Updated March 2016 – For more information on GcMAF, please join the GcMAF and GcMAF Cancer forums on Facebook – they are closed groups, so you have to wait for your membership to be confirmed.  They contain up-to-date information on sources of GcMAF, and also feedback and contributions  by people who are using GcMAF.

New developments on Breast Cancer and Cancer, culled from Google Alerts, for the week ending 18 April 2014.

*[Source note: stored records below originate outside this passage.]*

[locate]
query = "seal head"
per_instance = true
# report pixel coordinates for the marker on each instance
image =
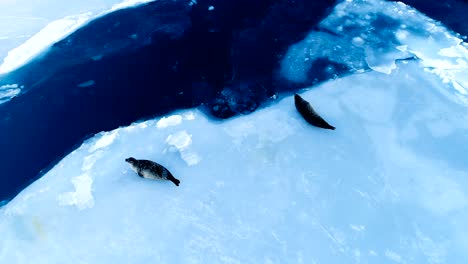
(151, 170)
(308, 113)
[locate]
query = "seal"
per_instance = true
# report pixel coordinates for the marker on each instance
(151, 170)
(308, 113)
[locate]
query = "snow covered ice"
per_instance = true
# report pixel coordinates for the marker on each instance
(389, 185)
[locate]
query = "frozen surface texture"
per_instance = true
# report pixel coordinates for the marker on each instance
(389, 185)
(374, 34)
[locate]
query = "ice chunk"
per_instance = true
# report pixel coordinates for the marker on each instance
(86, 84)
(53, 32)
(172, 120)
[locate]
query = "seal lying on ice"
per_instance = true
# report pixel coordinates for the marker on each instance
(151, 170)
(309, 114)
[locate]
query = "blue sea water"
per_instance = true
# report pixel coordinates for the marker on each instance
(145, 61)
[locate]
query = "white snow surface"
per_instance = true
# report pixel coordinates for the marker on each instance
(373, 34)
(389, 185)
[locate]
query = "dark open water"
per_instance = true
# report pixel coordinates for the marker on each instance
(150, 60)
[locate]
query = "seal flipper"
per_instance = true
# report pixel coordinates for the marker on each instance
(309, 114)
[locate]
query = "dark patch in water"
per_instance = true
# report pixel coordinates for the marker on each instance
(145, 62)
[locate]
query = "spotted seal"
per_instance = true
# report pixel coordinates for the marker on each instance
(151, 170)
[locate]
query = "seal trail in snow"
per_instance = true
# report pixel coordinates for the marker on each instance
(309, 114)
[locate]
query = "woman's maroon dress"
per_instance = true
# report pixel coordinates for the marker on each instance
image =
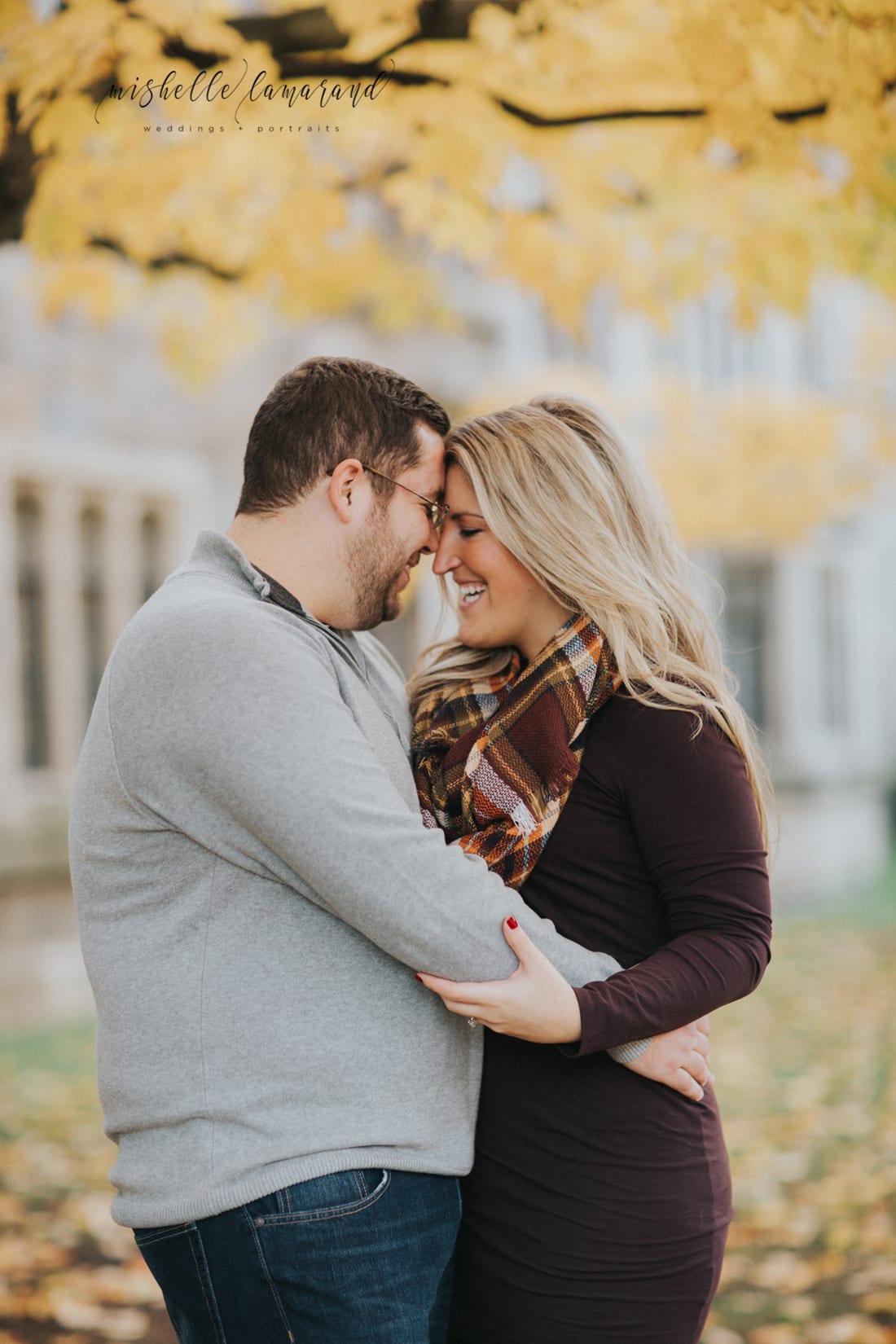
(598, 1206)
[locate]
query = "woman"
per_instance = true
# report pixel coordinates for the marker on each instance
(581, 736)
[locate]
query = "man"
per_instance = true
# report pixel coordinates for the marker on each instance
(256, 890)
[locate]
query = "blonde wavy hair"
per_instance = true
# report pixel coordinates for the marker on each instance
(562, 492)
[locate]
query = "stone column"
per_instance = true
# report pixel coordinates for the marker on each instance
(68, 709)
(121, 564)
(11, 707)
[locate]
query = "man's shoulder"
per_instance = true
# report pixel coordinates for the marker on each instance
(376, 652)
(200, 617)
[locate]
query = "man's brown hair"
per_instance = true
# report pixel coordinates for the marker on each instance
(323, 411)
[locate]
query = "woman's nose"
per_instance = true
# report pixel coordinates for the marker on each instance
(445, 560)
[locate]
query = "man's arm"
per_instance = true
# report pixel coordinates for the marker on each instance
(244, 744)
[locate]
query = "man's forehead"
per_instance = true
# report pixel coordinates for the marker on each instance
(432, 460)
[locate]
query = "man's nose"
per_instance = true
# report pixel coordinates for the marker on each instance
(432, 541)
(445, 560)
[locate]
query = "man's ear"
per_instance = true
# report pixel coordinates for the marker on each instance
(345, 480)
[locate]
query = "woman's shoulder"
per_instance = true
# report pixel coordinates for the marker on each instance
(626, 733)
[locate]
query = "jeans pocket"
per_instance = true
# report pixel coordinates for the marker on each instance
(149, 1236)
(336, 1195)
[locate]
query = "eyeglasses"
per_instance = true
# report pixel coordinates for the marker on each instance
(438, 512)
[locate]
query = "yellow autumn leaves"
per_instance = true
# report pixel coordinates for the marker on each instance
(693, 173)
(806, 1079)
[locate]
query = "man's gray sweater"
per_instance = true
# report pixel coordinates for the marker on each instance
(254, 890)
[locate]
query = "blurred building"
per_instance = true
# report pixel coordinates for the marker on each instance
(109, 467)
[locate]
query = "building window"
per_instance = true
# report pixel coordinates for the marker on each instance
(151, 570)
(31, 632)
(832, 664)
(747, 632)
(93, 601)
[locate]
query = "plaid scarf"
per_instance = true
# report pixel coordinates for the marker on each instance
(494, 760)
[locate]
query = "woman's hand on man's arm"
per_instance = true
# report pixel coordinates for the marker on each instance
(536, 1004)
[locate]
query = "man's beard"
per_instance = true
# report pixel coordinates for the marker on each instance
(375, 566)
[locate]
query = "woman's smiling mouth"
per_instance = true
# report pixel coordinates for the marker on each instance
(471, 593)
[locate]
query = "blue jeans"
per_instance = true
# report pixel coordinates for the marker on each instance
(360, 1257)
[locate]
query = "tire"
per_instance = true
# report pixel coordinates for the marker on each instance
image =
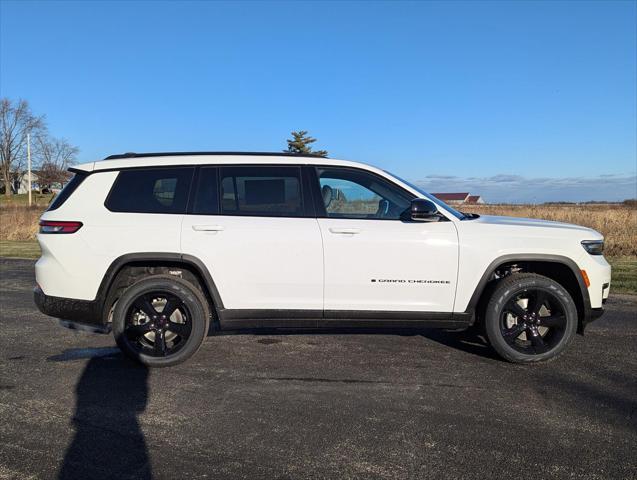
(530, 318)
(144, 333)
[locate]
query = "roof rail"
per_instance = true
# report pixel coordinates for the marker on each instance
(179, 154)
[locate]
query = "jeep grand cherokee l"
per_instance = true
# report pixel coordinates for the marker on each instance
(161, 248)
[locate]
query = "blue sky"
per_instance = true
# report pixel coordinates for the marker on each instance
(520, 101)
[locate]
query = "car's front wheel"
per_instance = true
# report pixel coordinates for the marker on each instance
(160, 320)
(530, 318)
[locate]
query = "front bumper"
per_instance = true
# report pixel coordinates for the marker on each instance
(73, 313)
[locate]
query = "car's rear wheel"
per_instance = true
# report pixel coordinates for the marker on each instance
(160, 320)
(530, 318)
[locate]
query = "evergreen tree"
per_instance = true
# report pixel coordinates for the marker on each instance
(300, 143)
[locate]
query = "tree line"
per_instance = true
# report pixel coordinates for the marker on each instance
(50, 156)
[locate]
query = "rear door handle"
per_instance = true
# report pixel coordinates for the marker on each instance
(345, 231)
(207, 228)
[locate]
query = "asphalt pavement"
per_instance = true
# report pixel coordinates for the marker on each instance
(436, 405)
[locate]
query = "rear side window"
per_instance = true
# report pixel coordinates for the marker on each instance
(206, 201)
(261, 191)
(68, 189)
(152, 190)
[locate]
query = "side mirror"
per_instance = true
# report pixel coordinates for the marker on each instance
(423, 210)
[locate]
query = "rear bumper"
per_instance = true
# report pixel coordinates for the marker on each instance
(73, 313)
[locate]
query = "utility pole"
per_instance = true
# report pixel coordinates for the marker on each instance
(29, 164)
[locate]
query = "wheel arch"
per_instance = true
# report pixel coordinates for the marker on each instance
(556, 267)
(135, 264)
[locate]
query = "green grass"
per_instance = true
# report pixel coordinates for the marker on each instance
(23, 199)
(624, 268)
(19, 249)
(624, 279)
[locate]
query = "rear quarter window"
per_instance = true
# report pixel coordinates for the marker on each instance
(151, 190)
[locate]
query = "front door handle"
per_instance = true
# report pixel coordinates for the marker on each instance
(345, 231)
(207, 228)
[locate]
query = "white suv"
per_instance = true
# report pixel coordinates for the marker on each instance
(162, 248)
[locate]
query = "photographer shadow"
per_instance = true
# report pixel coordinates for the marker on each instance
(108, 441)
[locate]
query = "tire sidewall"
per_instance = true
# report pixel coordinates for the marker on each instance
(513, 286)
(192, 299)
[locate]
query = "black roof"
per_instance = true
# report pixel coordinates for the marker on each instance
(179, 154)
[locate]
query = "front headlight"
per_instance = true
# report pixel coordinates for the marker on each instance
(594, 247)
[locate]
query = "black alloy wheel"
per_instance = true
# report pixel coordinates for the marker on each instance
(529, 318)
(157, 324)
(533, 322)
(161, 320)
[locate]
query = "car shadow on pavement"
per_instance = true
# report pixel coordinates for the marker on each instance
(468, 341)
(108, 441)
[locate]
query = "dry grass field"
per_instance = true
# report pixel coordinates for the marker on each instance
(618, 223)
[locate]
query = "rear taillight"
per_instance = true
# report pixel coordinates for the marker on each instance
(47, 226)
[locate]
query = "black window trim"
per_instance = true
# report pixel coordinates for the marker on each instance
(192, 169)
(66, 192)
(304, 185)
(318, 198)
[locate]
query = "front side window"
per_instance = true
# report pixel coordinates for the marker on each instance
(350, 193)
(261, 191)
(151, 190)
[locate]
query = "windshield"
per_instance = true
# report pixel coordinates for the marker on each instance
(440, 203)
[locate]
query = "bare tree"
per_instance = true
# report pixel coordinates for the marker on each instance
(55, 155)
(16, 121)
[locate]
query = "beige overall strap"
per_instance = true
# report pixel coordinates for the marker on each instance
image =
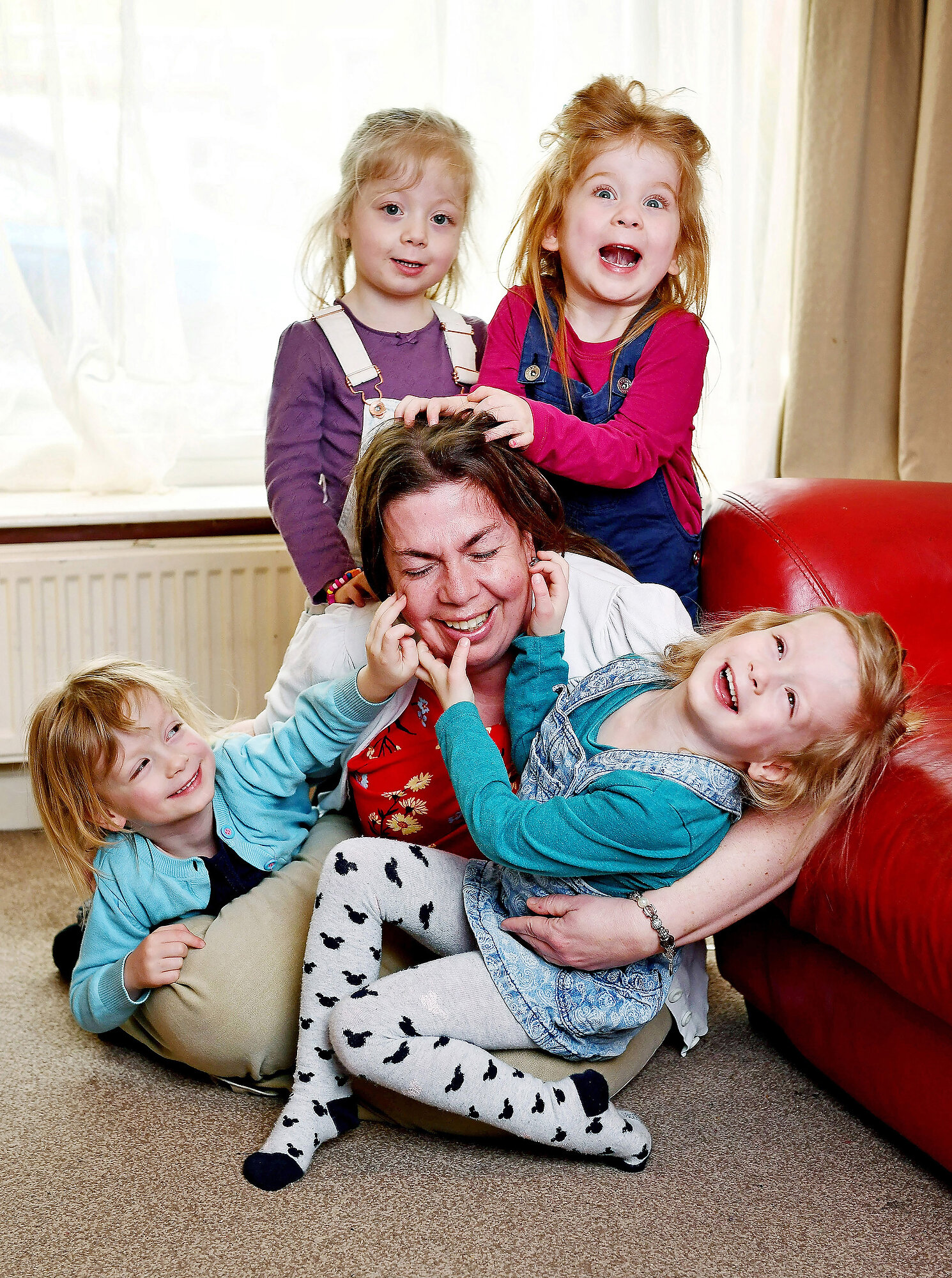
(458, 337)
(347, 346)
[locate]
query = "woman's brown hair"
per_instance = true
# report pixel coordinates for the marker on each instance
(402, 461)
(609, 113)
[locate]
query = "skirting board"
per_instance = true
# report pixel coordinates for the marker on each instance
(17, 807)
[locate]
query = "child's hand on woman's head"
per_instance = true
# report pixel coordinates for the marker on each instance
(443, 406)
(357, 591)
(392, 654)
(550, 589)
(158, 960)
(450, 683)
(512, 412)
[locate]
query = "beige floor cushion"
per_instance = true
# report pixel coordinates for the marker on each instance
(234, 1010)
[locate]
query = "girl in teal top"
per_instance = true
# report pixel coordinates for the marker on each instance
(139, 806)
(632, 778)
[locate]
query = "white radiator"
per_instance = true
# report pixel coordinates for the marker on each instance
(218, 610)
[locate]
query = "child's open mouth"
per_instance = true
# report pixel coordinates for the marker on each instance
(190, 785)
(620, 258)
(726, 692)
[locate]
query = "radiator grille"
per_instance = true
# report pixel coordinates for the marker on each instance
(218, 610)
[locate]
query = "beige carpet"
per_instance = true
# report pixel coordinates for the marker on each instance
(113, 1165)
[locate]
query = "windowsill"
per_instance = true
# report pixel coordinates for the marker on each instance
(82, 517)
(73, 509)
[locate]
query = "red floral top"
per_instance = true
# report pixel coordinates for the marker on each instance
(401, 784)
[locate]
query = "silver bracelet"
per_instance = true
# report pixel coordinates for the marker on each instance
(665, 937)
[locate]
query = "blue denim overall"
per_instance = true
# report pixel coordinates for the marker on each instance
(582, 1015)
(638, 523)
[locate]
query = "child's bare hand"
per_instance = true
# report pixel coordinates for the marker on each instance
(550, 589)
(512, 412)
(356, 591)
(392, 654)
(158, 960)
(444, 406)
(450, 683)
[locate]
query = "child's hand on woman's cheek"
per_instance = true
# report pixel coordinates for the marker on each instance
(158, 960)
(550, 589)
(450, 683)
(392, 654)
(512, 412)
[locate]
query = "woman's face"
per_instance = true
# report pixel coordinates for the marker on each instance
(464, 569)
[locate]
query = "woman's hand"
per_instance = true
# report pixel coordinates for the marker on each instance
(512, 412)
(586, 932)
(550, 587)
(158, 960)
(392, 654)
(449, 683)
(356, 591)
(444, 406)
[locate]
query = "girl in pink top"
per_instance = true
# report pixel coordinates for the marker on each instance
(595, 360)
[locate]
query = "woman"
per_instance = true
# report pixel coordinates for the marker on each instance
(454, 523)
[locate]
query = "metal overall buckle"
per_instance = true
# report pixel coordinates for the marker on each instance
(376, 406)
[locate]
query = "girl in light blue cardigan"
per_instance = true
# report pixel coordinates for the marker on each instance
(139, 806)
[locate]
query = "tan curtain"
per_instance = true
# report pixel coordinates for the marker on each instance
(871, 365)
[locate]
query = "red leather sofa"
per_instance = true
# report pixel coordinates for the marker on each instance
(854, 964)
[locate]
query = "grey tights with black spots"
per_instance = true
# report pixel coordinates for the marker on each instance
(425, 1032)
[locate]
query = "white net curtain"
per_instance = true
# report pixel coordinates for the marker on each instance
(162, 160)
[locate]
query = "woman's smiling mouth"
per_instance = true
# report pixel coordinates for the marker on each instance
(190, 785)
(473, 628)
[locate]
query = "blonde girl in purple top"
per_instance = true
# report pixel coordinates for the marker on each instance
(408, 181)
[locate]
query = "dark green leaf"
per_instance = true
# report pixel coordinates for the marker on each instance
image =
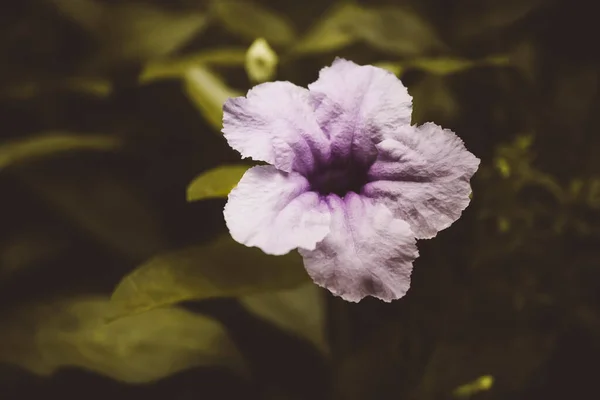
(100, 204)
(222, 268)
(208, 93)
(300, 311)
(331, 33)
(136, 349)
(133, 31)
(390, 29)
(50, 143)
(177, 67)
(215, 183)
(253, 21)
(490, 15)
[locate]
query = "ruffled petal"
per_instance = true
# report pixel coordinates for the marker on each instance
(423, 175)
(367, 253)
(275, 123)
(274, 211)
(358, 106)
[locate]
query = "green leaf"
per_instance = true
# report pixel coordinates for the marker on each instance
(133, 31)
(491, 15)
(449, 66)
(138, 349)
(100, 204)
(29, 246)
(86, 85)
(253, 21)
(222, 268)
(215, 183)
(331, 33)
(397, 31)
(300, 311)
(433, 100)
(208, 93)
(177, 67)
(442, 66)
(51, 143)
(393, 30)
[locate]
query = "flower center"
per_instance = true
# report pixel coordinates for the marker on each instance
(338, 178)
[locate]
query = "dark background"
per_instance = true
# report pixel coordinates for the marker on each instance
(510, 290)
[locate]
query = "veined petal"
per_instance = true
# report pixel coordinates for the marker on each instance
(275, 123)
(367, 253)
(274, 211)
(358, 106)
(422, 175)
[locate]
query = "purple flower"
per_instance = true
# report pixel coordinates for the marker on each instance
(352, 184)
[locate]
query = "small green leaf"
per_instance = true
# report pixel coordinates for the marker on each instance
(208, 93)
(51, 143)
(133, 31)
(215, 183)
(137, 349)
(491, 15)
(397, 31)
(393, 30)
(468, 390)
(449, 66)
(441, 66)
(253, 21)
(177, 67)
(101, 204)
(300, 311)
(222, 268)
(331, 33)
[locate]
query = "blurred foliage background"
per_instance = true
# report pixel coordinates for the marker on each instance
(118, 279)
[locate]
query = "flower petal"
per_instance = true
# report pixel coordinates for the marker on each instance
(423, 175)
(357, 106)
(274, 211)
(367, 252)
(275, 123)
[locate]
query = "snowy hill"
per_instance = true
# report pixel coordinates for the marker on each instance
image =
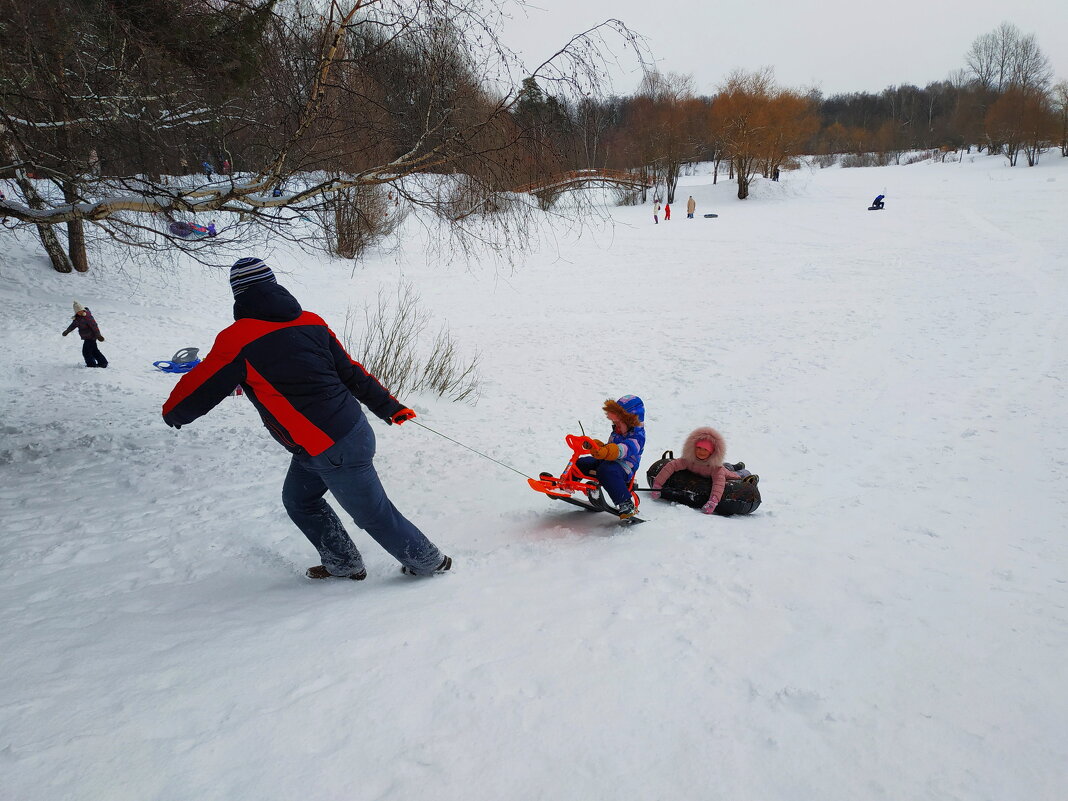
(891, 624)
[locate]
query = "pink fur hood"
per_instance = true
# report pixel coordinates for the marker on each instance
(689, 451)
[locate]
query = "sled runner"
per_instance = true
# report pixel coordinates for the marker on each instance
(183, 361)
(574, 487)
(686, 487)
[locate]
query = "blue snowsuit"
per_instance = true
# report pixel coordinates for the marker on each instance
(615, 475)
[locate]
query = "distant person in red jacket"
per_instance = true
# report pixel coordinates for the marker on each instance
(90, 333)
(309, 393)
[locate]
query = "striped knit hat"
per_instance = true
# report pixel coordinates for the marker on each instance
(248, 271)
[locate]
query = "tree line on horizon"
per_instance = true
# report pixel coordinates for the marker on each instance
(325, 109)
(1003, 100)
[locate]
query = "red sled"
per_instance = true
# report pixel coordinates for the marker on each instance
(575, 487)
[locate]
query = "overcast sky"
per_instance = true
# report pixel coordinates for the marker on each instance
(833, 45)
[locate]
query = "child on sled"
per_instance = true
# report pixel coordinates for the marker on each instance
(614, 462)
(703, 454)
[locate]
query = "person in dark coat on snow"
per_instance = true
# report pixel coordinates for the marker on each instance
(90, 334)
(308, 392)
(614, 462)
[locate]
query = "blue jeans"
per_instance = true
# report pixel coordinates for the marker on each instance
(609, 474)
(92, 355)
(346, 470)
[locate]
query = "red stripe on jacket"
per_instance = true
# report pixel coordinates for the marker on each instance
(228, 348)
(300, 428)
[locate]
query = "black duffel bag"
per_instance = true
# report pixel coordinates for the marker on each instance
(685, 486)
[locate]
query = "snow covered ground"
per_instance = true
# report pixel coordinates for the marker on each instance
(891, 624)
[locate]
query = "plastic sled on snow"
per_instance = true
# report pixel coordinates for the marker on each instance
(575, 487)
(190, 230)
(688, 488)
(183, 361)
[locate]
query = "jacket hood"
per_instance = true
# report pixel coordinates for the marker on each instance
(267, 301)
(630, 409)
(690, 446)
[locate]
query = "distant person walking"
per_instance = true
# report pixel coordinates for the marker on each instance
(90, 333)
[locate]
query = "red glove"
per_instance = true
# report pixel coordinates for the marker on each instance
(403, 417)
(606, 453)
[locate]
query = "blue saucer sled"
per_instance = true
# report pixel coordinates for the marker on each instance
(183, 361)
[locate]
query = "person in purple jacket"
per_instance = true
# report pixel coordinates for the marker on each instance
(90, 333)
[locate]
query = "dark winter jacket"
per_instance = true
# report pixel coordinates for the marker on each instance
(293, 368)
(87, 327)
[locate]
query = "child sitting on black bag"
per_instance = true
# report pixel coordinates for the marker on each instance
(703, 455)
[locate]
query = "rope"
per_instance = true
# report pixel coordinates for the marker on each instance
(507, 467)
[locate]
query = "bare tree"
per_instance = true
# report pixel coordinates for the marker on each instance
(364, 94)
(1006, 58)
(1059, 96)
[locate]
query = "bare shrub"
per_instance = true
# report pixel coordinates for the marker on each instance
(915, 158)
(445, 373)
(547, 198)
(358, 217)
(860, 159)
(390, 348)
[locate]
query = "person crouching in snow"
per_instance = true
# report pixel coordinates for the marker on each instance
(90, 333)
(702, 454)
(614, 462)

Well, I was all geared-up for a glut of news developments because the American Association for Cancer Research recently held its annual conference, and was disappointed.  Maybe the doctors are still partying away in San Diego!

SpontaneousRemissions

image credit: revealtherapies.com

For me, the top two eyecatchers this week is a study being done on spontaneous remissions – whether there is any genetic basis behind these miracle cures – and a blood test that has been developed that can predict recurrences.  The final item is an editorial in Nature Journal about how we need a new approach to studying the genetics of cancer, it’s a long article about the Cancer Genome Atlas.  What the article is saying is that the Cancer Genome Atlas has done a great job in amassing huge amounts of data, but simply cataloguing cancer mutations in the hope of finding a pattern isn’t delivering much-anticipated breakthroughs – we need to focus on the function of these genes as well.